I wanted to learn how to repurpose those monastic prayer practices—contemplative prayer that goes deeper than words—so I could offer something similar to my buddies in prison.
I found a guy named Ray Leonardini, who was doing Centering Prayer in Folsom Prison, CA, in the chapel where Johnny Cash famously performed. Visiting there altered my life. I prayed with a massive circle of men inside Folsom and realized that descending into our hearts in silence is like doing internal prison ministry. It’s about going down into our repressed subconscious, opening locked doors within, visiting our most wounded and ugly parts, and learning how to embrace them—just as I had learned to build surprising friendships with men locked inside prisons.
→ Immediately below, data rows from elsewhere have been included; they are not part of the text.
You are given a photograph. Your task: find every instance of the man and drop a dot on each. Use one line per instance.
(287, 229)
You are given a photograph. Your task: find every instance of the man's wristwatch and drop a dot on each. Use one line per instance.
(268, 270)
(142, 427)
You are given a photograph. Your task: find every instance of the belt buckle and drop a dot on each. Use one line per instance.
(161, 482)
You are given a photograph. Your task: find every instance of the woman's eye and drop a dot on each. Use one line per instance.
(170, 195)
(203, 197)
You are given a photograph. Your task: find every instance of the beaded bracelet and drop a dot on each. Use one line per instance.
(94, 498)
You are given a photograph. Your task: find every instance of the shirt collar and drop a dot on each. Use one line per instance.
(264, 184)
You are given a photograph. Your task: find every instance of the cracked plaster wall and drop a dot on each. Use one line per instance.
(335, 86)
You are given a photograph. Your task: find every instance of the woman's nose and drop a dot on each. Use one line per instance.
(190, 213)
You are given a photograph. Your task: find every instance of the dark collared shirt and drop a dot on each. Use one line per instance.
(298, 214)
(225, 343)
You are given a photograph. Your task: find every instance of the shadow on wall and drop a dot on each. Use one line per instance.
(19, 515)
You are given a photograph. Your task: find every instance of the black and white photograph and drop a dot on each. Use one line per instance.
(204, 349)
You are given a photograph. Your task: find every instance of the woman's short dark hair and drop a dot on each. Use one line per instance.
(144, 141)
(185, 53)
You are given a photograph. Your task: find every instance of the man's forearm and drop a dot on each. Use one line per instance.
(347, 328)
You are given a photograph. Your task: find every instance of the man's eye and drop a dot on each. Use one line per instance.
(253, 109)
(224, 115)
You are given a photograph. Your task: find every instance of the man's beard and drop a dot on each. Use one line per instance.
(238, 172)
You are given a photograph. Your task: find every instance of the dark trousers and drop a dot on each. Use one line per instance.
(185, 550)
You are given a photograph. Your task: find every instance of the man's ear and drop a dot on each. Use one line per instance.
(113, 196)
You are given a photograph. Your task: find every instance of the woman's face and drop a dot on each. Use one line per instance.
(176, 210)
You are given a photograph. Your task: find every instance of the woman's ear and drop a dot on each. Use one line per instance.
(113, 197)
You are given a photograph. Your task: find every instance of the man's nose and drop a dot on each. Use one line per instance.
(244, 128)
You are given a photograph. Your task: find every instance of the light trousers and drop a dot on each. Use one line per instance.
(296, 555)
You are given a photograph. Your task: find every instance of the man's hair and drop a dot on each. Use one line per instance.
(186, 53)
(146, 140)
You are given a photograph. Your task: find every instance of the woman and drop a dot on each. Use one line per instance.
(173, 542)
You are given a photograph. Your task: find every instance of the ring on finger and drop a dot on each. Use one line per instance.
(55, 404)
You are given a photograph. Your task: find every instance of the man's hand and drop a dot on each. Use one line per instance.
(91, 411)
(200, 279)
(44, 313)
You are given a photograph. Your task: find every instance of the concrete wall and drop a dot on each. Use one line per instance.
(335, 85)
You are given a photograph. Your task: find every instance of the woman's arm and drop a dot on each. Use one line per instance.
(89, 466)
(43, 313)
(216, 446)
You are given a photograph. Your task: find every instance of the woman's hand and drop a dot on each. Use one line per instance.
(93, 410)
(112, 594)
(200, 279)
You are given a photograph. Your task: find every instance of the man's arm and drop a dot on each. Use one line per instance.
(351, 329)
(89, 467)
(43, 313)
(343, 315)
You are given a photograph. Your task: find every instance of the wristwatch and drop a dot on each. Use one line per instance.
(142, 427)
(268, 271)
Does that make sense?
Whether our staff uses Welcoming Prayer to begin, or Centering Prayer as a 20-minute practice using a single word as a master key to unlock the heart, I’ve been experimenting with any practice that helps me and others vulnerably enter our inner “underground” realm with Christ’s love.
This practice has helped me see how much of a control-obsessed warden I can be within myself. I realize how much I punish myself and lock away my needy and wounded parts that cause trouble. Now, I think of it as an abolitionist prayer practice. I no longer believe we can create new systems in society until we first practice—and experience—unlocking doors, healing, and reconciliation within.
That’s a practice I want to share with my boys. When Abram is old enough to visit juvie with me, he might see reflections of himself: his own wounds, fears, humor, and strength. I hope he’ll learn to embrace them all.